Forced air ovens and furnaces such as those used in baking certain foods such as pizzas waste 90% or more of their heat input up the exhaust flue. Air is pulled in, heated, moved in a single pass over the product being baked, and exhausted immediately up the flue. The desirability of increasing the efficiency of these units has risen with the upward spiral of energy costs. Attempts have been made to conserve energy by recycling the heated air in multiple passes but this has required complicated and expensive machinery, and, when applied to pizza baking operations for example, have always resulted in a pizza product having degraded taste or texture.
In a typical pizza restaurant, the oven may be rated at a maximum of 70 kilowatts electrical power input. It will maintain a full oven baking temperature of 500.degree. F. with a constant average input of 33 kilowatts or 113,000 BTU per hour. About 5% is used in heating the room, 4% is absorbed by the product being baked, and about 91% is constantly lost up the stack. This is approximately 30 kilowatts or 102,400 BTU per hour lost, hour after hour, twelve hours a day.

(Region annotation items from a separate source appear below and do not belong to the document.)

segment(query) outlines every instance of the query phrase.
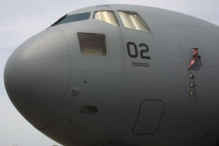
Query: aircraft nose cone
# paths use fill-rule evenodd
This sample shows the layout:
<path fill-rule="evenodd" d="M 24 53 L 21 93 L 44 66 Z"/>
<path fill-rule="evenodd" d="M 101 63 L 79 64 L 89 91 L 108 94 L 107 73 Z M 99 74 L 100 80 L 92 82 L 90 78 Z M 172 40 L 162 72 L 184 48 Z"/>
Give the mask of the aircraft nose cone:
<path fill-rule="evenodd" d="M 70 76 L 69 47 L 61 31 L 44 31 L 18 47 L 4 71 L 14 106 L 36 128 L 53 121 Z"/>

That same, typical pizza restaurant is likely to have a 45 kilowatt electric water heater which will run approximately half the time with an average input of 23 kilowatts or 78,506 BTU per hour. Therefore, if only 77% of the waste heat going up the stack could be re-captured and used for water heating purposes, no primary energy would be needed.

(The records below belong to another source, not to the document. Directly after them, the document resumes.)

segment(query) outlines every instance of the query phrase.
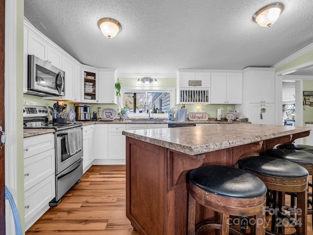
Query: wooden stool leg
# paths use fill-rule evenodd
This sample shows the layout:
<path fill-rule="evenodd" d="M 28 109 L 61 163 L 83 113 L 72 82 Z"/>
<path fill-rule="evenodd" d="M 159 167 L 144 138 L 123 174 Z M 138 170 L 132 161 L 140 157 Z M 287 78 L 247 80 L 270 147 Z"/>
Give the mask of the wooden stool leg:
<path fill-rule="evenodd" d="M 221 235 L 228 235 L 229 234 L 229 215 L 223 214 L 222 221 Z"/>
<path fill-rule="evenodd" d="M 307 235 L 307 215 L 308 215 L 308 194 L 306 191 L 297 193 L 297 208 L 301 211 L 297 214 L 297 222 L 301 223 L 297 224 L 297 234 Z"/>
<path fill-rule="evenodd" d="M 189 193 L 188 212 L 188 235 L 196 234 L 196 200 Z"/>
<path fill-rule="evenodd" d="M 265 212 L 261 212 L 255 215 L 255 235 L 265 234 Z"/>

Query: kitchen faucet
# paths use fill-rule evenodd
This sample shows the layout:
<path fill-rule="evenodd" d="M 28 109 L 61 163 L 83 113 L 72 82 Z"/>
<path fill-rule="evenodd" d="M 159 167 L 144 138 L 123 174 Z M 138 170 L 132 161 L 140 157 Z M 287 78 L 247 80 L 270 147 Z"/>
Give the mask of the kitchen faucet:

Because of such substantial energy requirements just to generate the hot water needed in a pizza restaurant, if all or even a major part of the energy needed for hot water could be recovered from the stack, the cost saving would be astounding, amounting to many thousands of dollars per year in a single medium size restaurant operating only twelve hours per day.
Users of electrical energy for ovens of this type are charged by the power generating utility in two ways: first, for the actual amount of power consumed; and, second, for the peak load capacity which the power company has to maintain. Thus, cost savings could result in excess of the actual energy savings, simply by lowering the peak KW demand.
It has long been recognized by people skilled in this field that utilizing the waste flue heat to produce hot water for cleaning, cooking, heating and general washroom and restaurant use would be the answer to recovering some of this wasted energy. A problem never solved prior to the present invention has been how to limit or stop heat transfer from a high capacity oven or furnace, to the water in which the recovered heat is being transferred, when the storage tank or tanks are at their maximum temperatures and no further temperature increase would be safe or desirable at that particular time.
As a practical matter, 160.degree. F. is the maximum temperature that water should be heated in a coil, and stored in a tank at ordinary domestic tap water pressures, without causing localized boiling and lime deposition. Since the flue gases are always at much higher temperatures than the boiling point of water, simply stopping the flow in the heat recovery coil could allow the water in the coil to rise to dangerous temperatures and pressures.
Prior art systems have attemped to solve this problem in various ways. Farris U.S. Pat. No. 4,211,187 allows the water to boil out of the heat recovery coil into a holding tank. Estabrook U.S. Pat. No. 3,999,709 dissipates the excess heat through a secondary coil when the holding tank is at its predetermined maximum temperature. Pemberton et al U.S. Pat. No. 4,066,210 simply stops the circulatory flow and does not address the problem of overheating in the coil tubes. Borovina et al U.S. Pat. No. 3,896,992 and DeBoer U.S. Pat. No. 4,136,731 both have systems designed for very low output home-type furnaces. These home-type furnace systems do not adequately solve the problem of overheating in the heat recovery coil tubes; they simply rely on a thermal siphon method of holding down temperature which is inadequate for a high output oven with flue temperatures reaching 600.degree.-700.degree. F. Each of these prior art systems fail the test of practicality because of inefficiency, complexity, tendency for lime to build up, or the possibility of overheating or overpressure leading to rupture of a tube or tank. For these reasons, none of the systems developed in the past are practical for use on a high capacity oven.
Accordingly, this situation is in need of improvement.